Long wait to become citizens

  • Letters
  • Tuesday, 23 Oct 2018

I AM one of the stateless persons in Malaysia. However, I consider myself lucky compared to many other stateless people in this country.

I was born in Kota Kinabalu in 1999. My mother is Filipino. Unfortunately, my parents’ marriage was not registered and this cost me my citizenship. My brother and I found out we were stateless when he went to apply for a MyKad at the age of 12. We were told that we could still get Malaysian citizenship if we could prove that we are the sons of a Malaysian by doing a DNA paternity test. Unfortunately, our father passed away in 2000.

An officer at the National Registration Department then suggested that we apply under the 15A citizenship application (special circumstances), which takes at least two years to process.

Our first application was rejected because we did not produce an adoption certificate. We did the process of adoption with the help of the Beruas MP and then submitted our second application. This was also rejected with no reasons given.

We submitted our third application in 2016, desperately hoping that it would be successful as my brother was reaching the maximum age under the 15A application process. It’s been 10 years since we started our journey to become Malaysian citizens. God knows how many more years we have to wait.

I find it weird that although I am not Malaysian, I was given an identity card number in my red birth certificate.

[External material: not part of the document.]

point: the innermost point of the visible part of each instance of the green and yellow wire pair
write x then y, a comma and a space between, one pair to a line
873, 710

Without proper documentation, I am unable to open a bank account and EPF account and get a driving licence. My brother could not get into public university even though he completed his STPM with above-average result. There is also confusion over university fees; if he is not a Malaysian, he cannot be charged Malaysian fees and he is also not a foreign student.

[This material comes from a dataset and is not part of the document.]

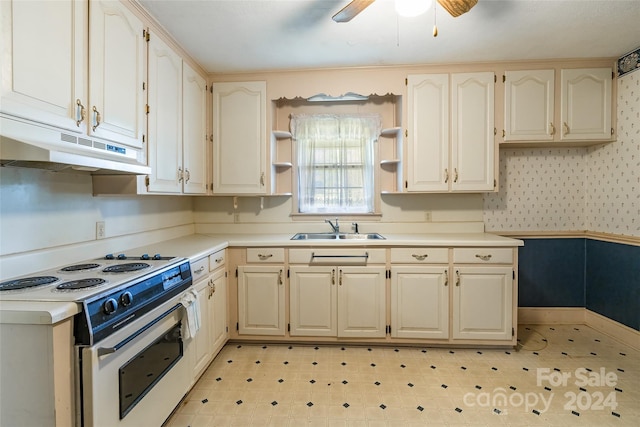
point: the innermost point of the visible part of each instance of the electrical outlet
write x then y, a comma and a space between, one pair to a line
100, 230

Getting jobs is a problem too if you are stateless. Freedom of movement is also restricted and we are unable to travel outside of Malaysia. We are also not eligible for government-subsidised health services.

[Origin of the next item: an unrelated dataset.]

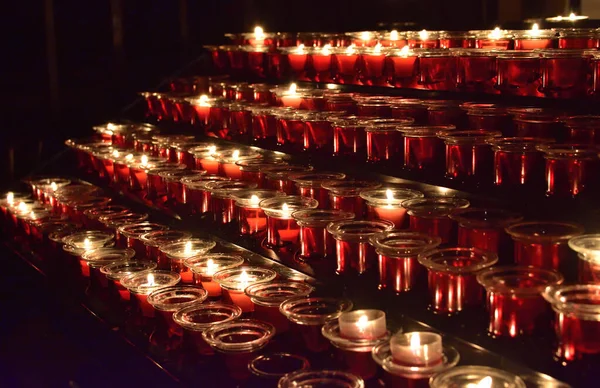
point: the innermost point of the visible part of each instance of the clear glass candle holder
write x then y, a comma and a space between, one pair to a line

Who will speak for the stateless people? If the Malaysian government is kind enough to give amnesty to illegal foreign workers, why can’t it also give amnesty to stateless people? Why are we bearing the consequences of the wrongdoings of our parents? Why should we bear the consequences of red tape (two years of processing time)?

I believe that every stateless person in Malaysia is willing and want to contribute to the country we love. In our hearts, we consider ourselves Malaysians even though the official documents do not say so. We have sung the Negaraku and recited the Rukunegara for years. Our Malaysian identity is planted deep inside us.

Proper solutions and policies should be drafted immediately to resolve the problem of stateless persons like my brother and me. One Johor MP has been highlighting this issue for a long time but she has been silent since she became a deputy minister.

Stateless people are like dormant lands waiting to be developed. If this problem is not solved soon, these stateless people will become a liability to the country. Please do not miss the chance to turn them into assets for our country.

I am grateful to those who are helping stateless people. They are, to mention a few, Dr Michael Jeyakumar Devaraj, Kasthuri Patto, lawyers from Lawyers for Liberty, activists from Development of Human Resources for Rural Areas (DHRRA) Malaysia, Datuk Seri Gopal Sri Ram and lawyers who are appearing for stateless children in the Federal Court, and many more kind-hearted people out there.

Dear lawmakers, please push the policy recommendation by DHRRA Malaysia which I find very inclusive. Please speak for the stateless people. There is a case hearing in the Federal Court this week which will affect many of the stateless people in Malaysia. I hope for the best for all of them.

“For too long, too many have wasted too much of their lives.”